Há muito tempo, observa-se uma relação estreita entre os seres humanos e os animais não humanos. É possível afirmar que esta interação, ao longo das mudanças influenciadas pela cultura, intensificou a relação entre seres humanos e animais domésticos, por exemplo, permitindo que estes últimos se tornassem parte integrante do sistema familiar. Esta relação estabelecida, na sociedade contemporânea, ocupa espaços importantes no que se refere às funções familiares, uma vez que os animais de estimação podem exercer diferentes papeis e consolidar vínculos significativos em conjunto com seus cuidadores.

Neste contexto, pode-se dizer que, quando um animal de estimação morre, uma lacuna é estendida na vida do tutor, fazendo emergir a dor da perda por meio de sentimentos e emoções voltados ao sofrimento.
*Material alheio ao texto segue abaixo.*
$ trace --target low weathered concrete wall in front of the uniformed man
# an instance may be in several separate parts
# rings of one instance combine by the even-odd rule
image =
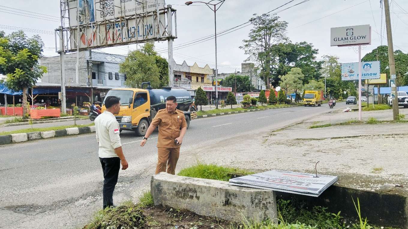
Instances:
[[[276,222],[275,192],[229,185],[226,181],[175,176],[161,172],[152,177],[155,205],[193,211],[202,216],[240,222],[273,219]]]

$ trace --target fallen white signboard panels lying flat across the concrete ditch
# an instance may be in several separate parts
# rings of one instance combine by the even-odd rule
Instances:
[[[317,197],[337,181],[337,176],[321,174],[317,174],[317,176],[315,177],[315,174],[310,173],[271,170],[232,178],[229,182],[231,185]]]

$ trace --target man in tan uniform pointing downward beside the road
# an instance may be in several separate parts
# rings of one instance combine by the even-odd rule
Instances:
[[[140,143],[140,146],[144,146],[155,128],[159,127],[159,139],[157,140],[158,160],[155,174],[160,172],[175,174],[177,160],[180,155],[180,146],[187,131],[186,117],[176,107],[176,97],[167,97],[166,109],[157,112]]]

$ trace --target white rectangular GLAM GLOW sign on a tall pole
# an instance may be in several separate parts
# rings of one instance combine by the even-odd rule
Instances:
[[[330,46],[371,44],[371,26],[357,25],[330,29]]]

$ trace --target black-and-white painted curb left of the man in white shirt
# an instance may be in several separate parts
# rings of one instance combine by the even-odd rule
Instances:
[[[38,139],[48,139],[53,137],[63,137],[75,134],[88,134],[92,132],[95,132],[95,126],[73,127],[62,130],[49,130],[41,132],[0,135],[0,145],[24,141],[33,141]]]

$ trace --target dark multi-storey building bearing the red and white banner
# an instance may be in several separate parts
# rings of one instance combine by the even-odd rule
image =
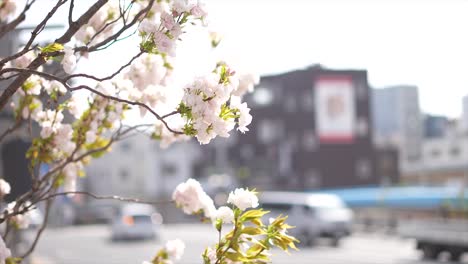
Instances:
[[[385,179],[377,173],[379,157],[390,154],[376,155],[372,145],[369,97],[364,70],[310,67],[262,77],[245,98],[254,117],[250,131],[224,147],[216,147],[219,140],[203,147],[206,157],[228,154],[214,166],[207,159],[198,175],[206,175],[206,167],[228,167],[243,185],[285,190],[393,182],[398,173],[387,165],[397,161],[384,166]]]

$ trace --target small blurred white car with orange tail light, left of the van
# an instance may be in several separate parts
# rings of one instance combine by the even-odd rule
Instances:
[[[162,216],[152,206],[124,205],[111,223],[113,241],[125,239],[155,239],[162,224]]]

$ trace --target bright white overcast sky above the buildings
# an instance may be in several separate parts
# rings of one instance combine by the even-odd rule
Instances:
[[[188,35],[178,48],[182,72],[201,73],[208,67],[200,67],[200,62],[214,57],[226,58],[238,68],[260,75],[317,63],[331,69],[366,69],[373,88],[416,85],[424,112],[449,117],[461,114],[461,98],[468,94],[468,1],[205,3],[210,28],[224,36],[223,42],[213,55],[208,53],[202,33]],[[137,48],[137,43],[125,45],[130,46],[121,47],[121,51]],[[106,62],[115,65],[133,56],[125,52],[115,56],[115,49],[111,52],[103,56],[112,54]]]

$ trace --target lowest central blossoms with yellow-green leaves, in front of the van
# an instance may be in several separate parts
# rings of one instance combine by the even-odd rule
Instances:
[[[296,249],[298,240],[287,234],[287,230],[292,228],[286,224],[287,217],[278,216],[270,218],[268,224],[263,223],[262,219],[268,211],[254,209],[259,206],[255,191],[237,188],[227,200],[232,207],[216,209],[200,183],[189,179],[176,187],[172,198],[185,213],[204,214],[220,233],[219,242],[204,251],[204,264],[266,263],[270,257],[268,250],[272,247],[284,251]],[[221,238],[224,224],[232,224],[232,227]]]

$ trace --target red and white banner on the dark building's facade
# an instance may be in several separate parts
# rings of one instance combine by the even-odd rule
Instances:
[[[315,82],[315,126],[320,143],[352,143],[356,107],[350,76],[321,76]]]

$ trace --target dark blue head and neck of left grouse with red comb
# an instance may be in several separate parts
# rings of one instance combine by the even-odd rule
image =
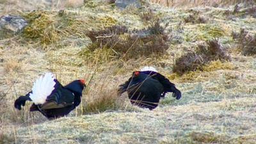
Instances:
[[[75,95],[82,95],[82,92],[84,88],[86,87],[84,79],[77,79],[75,81],[72,81],[71,83],[64,86],[64,88],[67,88],[71,92],[73,92]]]

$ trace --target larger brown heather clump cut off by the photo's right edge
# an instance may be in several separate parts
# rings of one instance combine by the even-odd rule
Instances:
[[[244,29],[240,29],[240,33],[232,31],[233,39],[237,40],[238,47],[244,55],[256,54],[256,34],[253,36]]]

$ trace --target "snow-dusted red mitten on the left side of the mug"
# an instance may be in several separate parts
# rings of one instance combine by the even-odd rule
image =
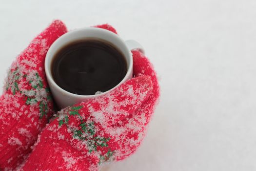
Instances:
[[[0,170],[13,170],[22,162],[53,114],[44,58],[66,31],[61,21],[54,21],[11,65],[0,97]]]

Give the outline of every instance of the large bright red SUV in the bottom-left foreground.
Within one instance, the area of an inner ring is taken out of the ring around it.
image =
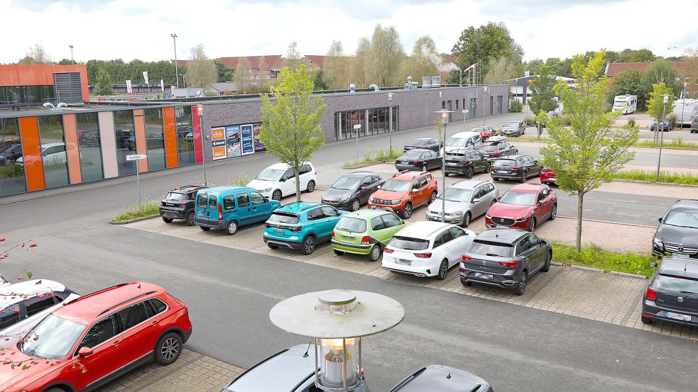
[[[120,284],[61,306],[0,352],[0,391],[92,391],[151,361],[178,359],[187,306],[154,284]]]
Trata-se, portanto, da dor do luto. Observa-se, porém, que este pesar não encontra espaço continente para o reconhecimento social, uma vez que a perda de um animal constitui um luto não autorizado pela sociedade e, muitas vezes, mesmo para o enlutado. As perdas não reconhecidas referem-se justamente à restrição ou inexistência de um lugar para a expressão do luto, fazendo com que o enlutado tenha que reprimir sua tristeza, o que, muitas vezes, acarreta em doenças psicossomáticas (doenças cuja origem é emocional, mas acabam se manifestando no corpo, devido à continência da dor) ou mesmo em complicações no processo de luto.
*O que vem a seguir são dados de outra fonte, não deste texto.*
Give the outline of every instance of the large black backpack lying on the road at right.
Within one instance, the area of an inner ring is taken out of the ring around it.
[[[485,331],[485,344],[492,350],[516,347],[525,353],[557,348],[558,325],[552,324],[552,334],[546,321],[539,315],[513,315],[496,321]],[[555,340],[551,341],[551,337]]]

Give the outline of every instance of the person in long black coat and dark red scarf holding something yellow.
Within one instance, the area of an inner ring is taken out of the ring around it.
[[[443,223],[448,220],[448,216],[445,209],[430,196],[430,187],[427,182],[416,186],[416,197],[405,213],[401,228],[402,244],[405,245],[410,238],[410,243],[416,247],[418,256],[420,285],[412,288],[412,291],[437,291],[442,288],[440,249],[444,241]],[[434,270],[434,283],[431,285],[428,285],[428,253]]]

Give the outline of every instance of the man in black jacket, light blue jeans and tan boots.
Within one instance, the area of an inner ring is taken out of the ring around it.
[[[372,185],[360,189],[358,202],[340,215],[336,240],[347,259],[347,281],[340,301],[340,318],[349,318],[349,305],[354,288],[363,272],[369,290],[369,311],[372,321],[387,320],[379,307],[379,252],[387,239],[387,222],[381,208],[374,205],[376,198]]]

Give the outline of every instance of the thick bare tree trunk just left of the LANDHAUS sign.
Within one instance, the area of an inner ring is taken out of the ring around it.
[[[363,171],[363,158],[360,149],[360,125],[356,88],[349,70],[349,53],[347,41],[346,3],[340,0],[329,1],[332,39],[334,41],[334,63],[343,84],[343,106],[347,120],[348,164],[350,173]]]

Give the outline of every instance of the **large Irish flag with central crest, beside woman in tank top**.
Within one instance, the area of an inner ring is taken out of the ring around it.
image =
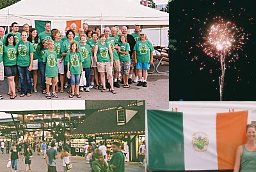
[[[233,169],[246,141],[248,111],[180,113],[147,110],[148,169]]]

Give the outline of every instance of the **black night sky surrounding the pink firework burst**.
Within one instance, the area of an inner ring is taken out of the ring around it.
[[[243,29],[243,50],[226,58],[222,101],[256,100],[256,11],[252,0],[174,0],[170,4],[170,101],[220,101],[219,58],[205,54],[207,30],[221,17]],[[248,39],[247,39],[248,38]],[[175,42],[177,41],[177,42]],[[237,58],[230,61],[234,55]]]

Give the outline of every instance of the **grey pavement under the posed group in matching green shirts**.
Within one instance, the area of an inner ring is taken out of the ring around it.
[[[155,62],[157,64],[158,61]],[[169,66],[161,66],[159,70],[168,71]],[[134,77],[133,77],[134,78]],[[40,78],[38,78],[39,82]],[[148,87],[138,87],[136,83],[131,85],[131,88],[124,89],[123,87],[115,88],[117,94],[111,94],[111,92],[102,93],[100,90],[91,89],[90,92],[80,92],[82,98],[86,100],[145,100],[147,109],[168,109],[169,102],[169,73],[153,73],[148,75]],[[8,84],[7,78],[4,78],[3,82],[0,82],[0,93],[4,96],[4,100],[10,100],[10,96],[7,95]],[[58,100],[67,100],[67,89],[64,93],[58,93]],[[33,92],[31,97],[19,97],[19,93],[15,100],[45,100],[46,97],[41,93],[40,86],[38,85],[38,92]],[[72,99],[78,99],[74,97]],[[70,100],[72,100],[70,99]]]

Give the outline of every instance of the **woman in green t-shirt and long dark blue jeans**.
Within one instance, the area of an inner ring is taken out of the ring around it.
[[[24,97],[25,94],[31,96],[31,74],[33,66],[33,44],[27,41],[28,34],[26,31],[21,32],[21,41],[18,45],[18,57],[17,67],[20,75],[21,94],[20,97]]]

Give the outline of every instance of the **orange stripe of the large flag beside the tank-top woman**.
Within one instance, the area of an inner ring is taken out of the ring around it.
[[[236,149],[246,141],[248,111],[217,113],[216,140],[219,169],[233,169]]]

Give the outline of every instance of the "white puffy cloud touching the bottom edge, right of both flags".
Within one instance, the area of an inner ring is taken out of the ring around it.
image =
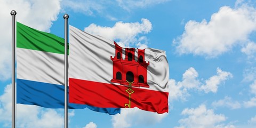
[[[179,120],[179,127],[234,127],[233,125],[221,124],[227,117],[223,114],[214,114],[212,109],[207,109],[205,105],[197,108],[186,108],[181,115],[188,116]]]

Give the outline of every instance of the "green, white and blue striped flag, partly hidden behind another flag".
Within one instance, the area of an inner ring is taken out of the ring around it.
[[[17,22],[17,103],[64,108],[65,40]],[[111,115],[119,108],[97,108],[69,103],[68,108],[89,108]]]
O desafio em reconhecer o sofrimento do enlutado, oriundo da perda do seu animal de estimação, está no fato de que este ocorrido foge às normas estabelecidas que tentam explicar quem, quando, onde, como, quanto e por quem ou pelo o que se deve lamentar. Contudo, tratando-se de vínculos, é importante lembrar que o processo de luto diante de laços de afeto consolidados é natural e saudável. Se, na interação entre o animal de estimação e o seu tutor, havia uma relação de proximidade e hábitos, é comum e esperado que o luto se inicie. Logo, apenas haverá luto quando um vínculo, outrora, havia sido estabelecido – isto ocorre em todas as modalidades de relacionamento.
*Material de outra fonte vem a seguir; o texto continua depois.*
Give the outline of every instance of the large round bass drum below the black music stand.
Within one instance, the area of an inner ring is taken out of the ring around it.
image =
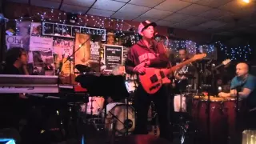
[[[104,110],[103,110],[104,111]],[[123,123],[128,122],[128,132],[131,134],[135,128],[135,110],[132,106],[128,106],[128,121],[126,121],[126,105],[124,103],[115,102],[106,105],[106,130],[115,132],[116,136],[126,134],[126,128]],[[114,118],[117,117],[118,119]],[[104,114],[102,114],[104,117]],[[115,122],[115,125],[113,125]]]

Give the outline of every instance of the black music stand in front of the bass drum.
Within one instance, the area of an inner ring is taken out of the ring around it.
[[[76,82],[79,82],[83,88],[88,90],[90,95],[100,95],[105,99],[111,97],[116,98],[128,98],[129,93],[126,89],[125,78],[122,75],[100,75],[96,76],[94,74],[80,74],[75,78]],[[104,106],[104,122],[106,120],[106,105]],[[116,118],[115,115],[113,115]],[[124,126],[126,127],[126,134],[128,135],[129,130],[128,122],[128,102],[126,103],[126,122]]]

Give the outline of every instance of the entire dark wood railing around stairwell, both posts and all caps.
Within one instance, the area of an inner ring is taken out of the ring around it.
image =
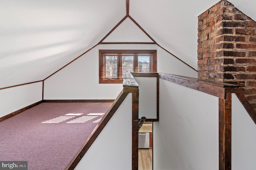
[[[101,122],[84,142],[76,156],[65,170],[73,170],[82,159],[94,140],[106,126],[114,112],[124,101],[128,93],[132,93],[132,170],[138,170],[138,90],[139,86],[134,79],[136,76],[157,77],[157,105],[159,106],[159,79],[168,80],[194,90],[198,90],[219,98],[219,170],[231,170],[231,94],[235,93],[240,101],[244,101],[243,90],[237,85],[222,82],[211,82],[186,76],[177,76],[164,73],[127,73],[124,76],[123,90],[114,101],[112,107],[106,112]],[[243,103],[243,102],[242,102]],[[245,105],[245,104],[244,104]],[[247,109],[246,109],[247,110]],[[253,110],[254,111],[254,110]],[[254,111],[255,112],[255,111]],[[256,114],[250,114],[256,120]]]

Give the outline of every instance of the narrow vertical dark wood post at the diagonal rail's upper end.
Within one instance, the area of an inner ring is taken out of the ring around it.
[[[132,170],[138,170],[139,89],[132,93]]]

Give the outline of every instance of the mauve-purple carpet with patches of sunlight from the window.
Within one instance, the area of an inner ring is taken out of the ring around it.
[[[64,170],[112,103],[42,103],[0,122],[0,161]]]

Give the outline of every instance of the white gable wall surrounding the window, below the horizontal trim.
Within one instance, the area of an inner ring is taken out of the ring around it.
[[[158,72],[197,76],[184,63],[149,44],[105,44],[98,45],[50,78],[44,81],[44,99],[115,99],[122,84],[99,84],[99,49],[158,50]]]

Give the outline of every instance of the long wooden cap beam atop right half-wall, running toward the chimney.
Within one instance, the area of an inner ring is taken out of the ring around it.
[[[227,84],[222,82],[212,82],[208,80],[201,80],[198,78],[190,78],[185,76],[177,76],[172,74],[159,73],[159,78],[211,94],[218,98],[226,99],[227,88],[239,88],[240,86],[234,84]]]

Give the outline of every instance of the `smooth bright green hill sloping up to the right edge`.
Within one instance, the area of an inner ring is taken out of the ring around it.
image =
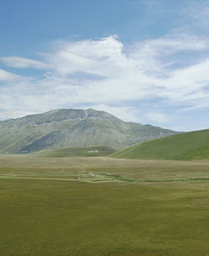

A sociedade não é continente com o sofrimento daqueles que perdem seus animais. Todavia, os animais têm ocupado um espaço importante no que diz respeito às relações cotidianas. É possível observar, por exemplo, que algumas pessoas convivem mais intensamente com seus bichinhos de estimação do que com outros seres humanos. Por tais razões, se há um vínculo significativo entre estes seres, este luto deveria ser igualmente reconhecimento pelo social, assim como as perdas por morte das pessoas a quem se ama. Afinal, o luto é o preço que se pagar por amar. Perde-se uma parte de si mesmo, que sempre acaba sendo levado com quem parte – independente do vínculo formado.